The Pipeline API allows you to execute pre-configured multi-step workflows that combine parsing, extraction, splitting, and other operations in a single request.
Basic Usage
from reducto import Reducto
client = Reducto()
response = client.pipeline.run(
input="https://example.com/document.pdf",
pipeline_id="your-pipeline-id"
)
print(response)
import asyncio
from reducto import AsyncReducto
client = AsyncReducto()
async def main():
response = await client.pipeline.run(
input="https://example.com/document.pdf",
pipeline_id="your-pipeline-id"
)
print(response)
asyncio.run(main())
Method Signature
client.pipeline.run(
input: str,
pipeline_id: str,
settings: dict | None = None
) -> PipelineResponse
Parameters
The URL of the document to process.
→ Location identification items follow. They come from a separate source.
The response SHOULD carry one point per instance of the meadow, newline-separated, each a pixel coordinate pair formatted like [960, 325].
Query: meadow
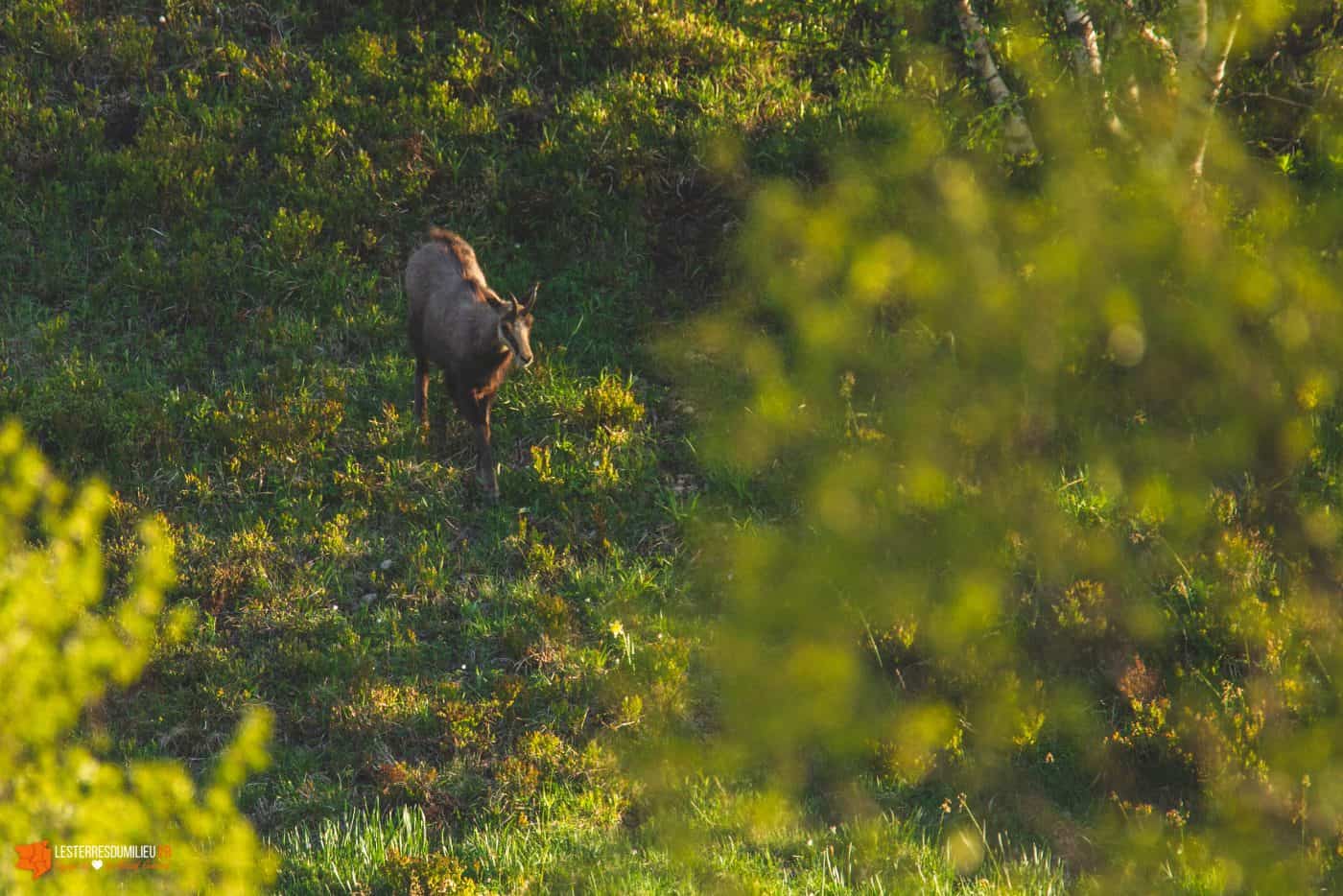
[739, 623]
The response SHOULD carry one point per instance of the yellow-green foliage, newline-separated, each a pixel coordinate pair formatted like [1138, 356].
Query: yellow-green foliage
[59, 651]
[1154, 637]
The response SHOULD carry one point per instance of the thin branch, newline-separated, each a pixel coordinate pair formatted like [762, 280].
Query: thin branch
[1217, 78]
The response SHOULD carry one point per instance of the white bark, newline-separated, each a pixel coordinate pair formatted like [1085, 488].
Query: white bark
[1087, 59]
[1217, 78]
[1017, 136]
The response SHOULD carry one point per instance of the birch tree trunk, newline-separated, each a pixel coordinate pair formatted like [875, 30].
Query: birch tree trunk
[1087, 60]
[1214, 90]
[1017, 137]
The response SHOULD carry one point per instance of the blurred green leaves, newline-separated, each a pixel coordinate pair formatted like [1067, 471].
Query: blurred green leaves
[1048, 520]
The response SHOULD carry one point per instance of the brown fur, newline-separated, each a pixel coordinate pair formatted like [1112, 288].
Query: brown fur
[456, 322]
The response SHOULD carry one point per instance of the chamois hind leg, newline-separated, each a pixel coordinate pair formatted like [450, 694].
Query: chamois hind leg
[422, 391]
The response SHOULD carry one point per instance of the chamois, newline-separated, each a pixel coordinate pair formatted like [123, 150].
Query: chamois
[462, 325]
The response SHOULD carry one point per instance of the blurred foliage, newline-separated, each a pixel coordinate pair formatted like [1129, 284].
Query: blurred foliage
[203, 212]
[60, 651]
[1043, 504]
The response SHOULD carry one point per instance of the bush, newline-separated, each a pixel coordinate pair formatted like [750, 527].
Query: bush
[60, 651]
[1057, 510]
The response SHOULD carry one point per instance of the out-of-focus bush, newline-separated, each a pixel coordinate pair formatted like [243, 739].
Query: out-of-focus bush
[1045, 506]
[59, 651]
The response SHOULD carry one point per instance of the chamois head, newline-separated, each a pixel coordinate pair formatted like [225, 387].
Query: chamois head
[514, 325]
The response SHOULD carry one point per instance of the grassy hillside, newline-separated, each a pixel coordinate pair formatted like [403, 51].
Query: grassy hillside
[203, 215]
[204, 210]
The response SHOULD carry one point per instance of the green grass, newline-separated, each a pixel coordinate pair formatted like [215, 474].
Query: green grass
[203, 224]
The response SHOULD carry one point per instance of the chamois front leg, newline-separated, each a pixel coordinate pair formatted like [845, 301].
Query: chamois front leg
[422, 391]
[477, 413]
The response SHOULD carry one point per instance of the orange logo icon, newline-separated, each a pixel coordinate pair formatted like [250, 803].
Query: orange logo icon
[35, 858]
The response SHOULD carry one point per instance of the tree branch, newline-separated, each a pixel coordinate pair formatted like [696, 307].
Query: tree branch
[1017, 136]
You can provide:
- A publicly available URL
- A presigned S3 URL
- A
reducto:// prefixed URL from the /upload endpoint
- A
jobid:// prefixed URL from a previous parse invocation
- A list of URLs (for multi-document pipelines, V3 API only)
The ID of the pipeline to use for processing the document. Pipelines are pre-configured workflows created in your Reducto dashboard.
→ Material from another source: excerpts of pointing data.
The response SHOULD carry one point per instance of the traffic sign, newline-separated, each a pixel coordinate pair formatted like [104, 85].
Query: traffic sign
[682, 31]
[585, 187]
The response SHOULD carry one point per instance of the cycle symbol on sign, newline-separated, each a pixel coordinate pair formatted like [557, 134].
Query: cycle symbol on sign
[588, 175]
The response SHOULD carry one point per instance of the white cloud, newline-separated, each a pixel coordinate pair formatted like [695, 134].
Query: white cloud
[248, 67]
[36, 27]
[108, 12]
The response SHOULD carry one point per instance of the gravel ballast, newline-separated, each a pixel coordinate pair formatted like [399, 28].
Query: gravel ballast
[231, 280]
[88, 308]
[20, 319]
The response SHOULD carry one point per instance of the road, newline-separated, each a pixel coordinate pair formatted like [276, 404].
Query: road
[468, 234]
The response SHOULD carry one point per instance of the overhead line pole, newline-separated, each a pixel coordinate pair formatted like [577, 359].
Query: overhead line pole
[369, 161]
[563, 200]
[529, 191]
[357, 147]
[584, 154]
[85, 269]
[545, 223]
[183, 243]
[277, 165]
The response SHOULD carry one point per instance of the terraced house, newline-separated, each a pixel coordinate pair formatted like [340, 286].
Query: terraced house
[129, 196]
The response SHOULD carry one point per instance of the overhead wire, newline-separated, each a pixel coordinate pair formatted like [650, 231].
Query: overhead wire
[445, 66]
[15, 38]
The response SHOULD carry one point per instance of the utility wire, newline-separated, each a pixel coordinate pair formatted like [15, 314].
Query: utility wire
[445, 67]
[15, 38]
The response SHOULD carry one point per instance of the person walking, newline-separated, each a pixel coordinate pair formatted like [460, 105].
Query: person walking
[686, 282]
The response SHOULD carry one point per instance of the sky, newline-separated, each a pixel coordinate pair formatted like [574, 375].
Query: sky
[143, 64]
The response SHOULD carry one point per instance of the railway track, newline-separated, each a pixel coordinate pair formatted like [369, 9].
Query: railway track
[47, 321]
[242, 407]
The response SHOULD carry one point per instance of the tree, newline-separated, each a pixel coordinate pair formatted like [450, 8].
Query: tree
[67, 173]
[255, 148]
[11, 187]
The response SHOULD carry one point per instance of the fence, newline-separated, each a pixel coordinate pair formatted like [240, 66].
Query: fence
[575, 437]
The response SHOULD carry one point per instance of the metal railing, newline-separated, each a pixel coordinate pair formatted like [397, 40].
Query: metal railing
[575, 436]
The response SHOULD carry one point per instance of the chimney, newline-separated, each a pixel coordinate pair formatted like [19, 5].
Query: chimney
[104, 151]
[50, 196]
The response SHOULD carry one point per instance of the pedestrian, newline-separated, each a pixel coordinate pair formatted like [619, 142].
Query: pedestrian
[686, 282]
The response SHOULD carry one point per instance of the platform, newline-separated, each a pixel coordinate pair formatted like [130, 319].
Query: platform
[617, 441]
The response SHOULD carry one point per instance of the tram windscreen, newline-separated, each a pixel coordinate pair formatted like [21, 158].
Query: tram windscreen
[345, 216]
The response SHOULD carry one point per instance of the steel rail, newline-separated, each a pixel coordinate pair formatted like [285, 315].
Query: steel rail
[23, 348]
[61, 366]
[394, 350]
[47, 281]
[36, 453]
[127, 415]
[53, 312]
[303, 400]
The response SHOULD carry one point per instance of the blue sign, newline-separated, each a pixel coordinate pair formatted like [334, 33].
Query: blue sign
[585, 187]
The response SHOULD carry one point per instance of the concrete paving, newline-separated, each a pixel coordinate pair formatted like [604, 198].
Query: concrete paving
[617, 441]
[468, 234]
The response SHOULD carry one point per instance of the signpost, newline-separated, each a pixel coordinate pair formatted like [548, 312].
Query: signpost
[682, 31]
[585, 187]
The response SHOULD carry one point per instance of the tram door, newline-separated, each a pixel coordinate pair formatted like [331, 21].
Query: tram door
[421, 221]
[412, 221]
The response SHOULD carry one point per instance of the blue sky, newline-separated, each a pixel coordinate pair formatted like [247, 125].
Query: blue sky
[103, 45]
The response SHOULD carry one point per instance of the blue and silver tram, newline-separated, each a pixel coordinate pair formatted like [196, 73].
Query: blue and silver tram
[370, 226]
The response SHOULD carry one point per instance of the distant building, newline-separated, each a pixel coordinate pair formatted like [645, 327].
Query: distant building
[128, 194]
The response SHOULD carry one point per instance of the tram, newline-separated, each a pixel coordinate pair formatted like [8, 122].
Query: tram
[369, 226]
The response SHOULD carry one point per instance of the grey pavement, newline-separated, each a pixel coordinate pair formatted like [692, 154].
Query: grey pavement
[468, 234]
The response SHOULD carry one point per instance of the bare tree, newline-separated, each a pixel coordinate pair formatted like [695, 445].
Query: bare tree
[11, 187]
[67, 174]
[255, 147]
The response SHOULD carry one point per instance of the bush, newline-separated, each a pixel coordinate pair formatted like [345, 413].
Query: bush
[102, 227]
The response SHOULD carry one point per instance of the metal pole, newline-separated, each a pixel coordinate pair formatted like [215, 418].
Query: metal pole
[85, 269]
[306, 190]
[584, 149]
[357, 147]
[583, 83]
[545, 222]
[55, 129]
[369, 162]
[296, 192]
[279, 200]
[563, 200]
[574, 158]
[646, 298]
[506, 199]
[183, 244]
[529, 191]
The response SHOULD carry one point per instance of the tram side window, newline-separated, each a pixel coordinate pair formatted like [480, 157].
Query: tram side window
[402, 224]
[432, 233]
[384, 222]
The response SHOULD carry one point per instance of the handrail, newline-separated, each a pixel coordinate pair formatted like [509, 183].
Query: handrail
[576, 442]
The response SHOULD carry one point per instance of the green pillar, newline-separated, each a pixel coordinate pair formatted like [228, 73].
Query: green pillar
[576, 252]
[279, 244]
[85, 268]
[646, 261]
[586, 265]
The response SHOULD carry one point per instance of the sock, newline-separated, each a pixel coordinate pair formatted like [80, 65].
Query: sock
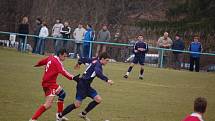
[39, 112]
[141, 72]
[60, 106]
[90, 106]
[68, 109]
[129, 70]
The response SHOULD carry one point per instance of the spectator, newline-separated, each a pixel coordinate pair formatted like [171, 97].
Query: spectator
[178, 44]
[164, 42]
[89, 36]
[195, 46]
[23, 29]
[65, 31]
[78, 34]
[36, 30]
[103, 36]
[56, 34]
[42, 37]
[200, 105]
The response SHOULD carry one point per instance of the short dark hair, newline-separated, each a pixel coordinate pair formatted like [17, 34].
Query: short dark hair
[39, 19]
[200, 105]
[62, 51]
[89, 25]
[178, 35]
[104, 55]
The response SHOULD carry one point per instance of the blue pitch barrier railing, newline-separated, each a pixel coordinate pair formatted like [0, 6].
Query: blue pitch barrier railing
[162, 50]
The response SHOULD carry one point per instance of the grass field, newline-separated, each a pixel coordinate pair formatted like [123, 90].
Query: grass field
[163, 95]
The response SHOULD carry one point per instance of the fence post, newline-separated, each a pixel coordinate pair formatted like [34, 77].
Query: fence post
[161, 61]
[90, 52]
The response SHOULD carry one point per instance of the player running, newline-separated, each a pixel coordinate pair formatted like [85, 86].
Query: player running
[84, 88]
[51, 89]
[140, 49]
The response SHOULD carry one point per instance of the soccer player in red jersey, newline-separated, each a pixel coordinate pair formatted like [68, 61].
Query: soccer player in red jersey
[53, 67]
[200, 105]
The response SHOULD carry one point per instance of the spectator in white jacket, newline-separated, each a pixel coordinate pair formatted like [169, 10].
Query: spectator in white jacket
[57, 34]
[42, 38]
[78, 35]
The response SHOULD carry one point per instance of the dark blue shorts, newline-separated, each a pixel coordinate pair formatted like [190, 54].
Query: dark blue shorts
[84, 90]
[139, 59]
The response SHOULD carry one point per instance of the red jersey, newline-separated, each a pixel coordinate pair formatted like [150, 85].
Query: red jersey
[194, 117]
[53, 67]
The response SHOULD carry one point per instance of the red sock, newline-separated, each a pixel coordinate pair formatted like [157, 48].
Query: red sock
[39, 112]
[60, 106]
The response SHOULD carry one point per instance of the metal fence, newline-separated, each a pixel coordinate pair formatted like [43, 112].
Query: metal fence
[156, 57]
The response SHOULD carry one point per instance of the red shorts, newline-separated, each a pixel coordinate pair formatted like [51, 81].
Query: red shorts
[52, 90]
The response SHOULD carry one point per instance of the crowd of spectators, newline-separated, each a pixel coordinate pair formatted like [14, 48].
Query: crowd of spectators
[82, 35]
Settings for pipeline execution that override pipeline defaults. These settings depend on your specific pipeline configuration.
Understanding Pipelines
Pipelines combine multiple operations into reusable workflows. A typical pipeline might:
- Parse the document with specific formatting options
- Split it into categorized sections
- Extract structured data from each section
- Apply transformations or filters
Pipelines are configured in the Reducto dashboard and referenced by their unique ID.
Invoice Processing Pipeline
from reducto import Reducto
client = Reducto()
# Run an invoice processing pipeline
response = client.pipeline.run(
input="https://example.com/invoice.pdf",
pipeline_id="invoice-extraction-v1"
)
# Access structured invoice data
print(f"Invoice #: {response.data['invoice_number']}")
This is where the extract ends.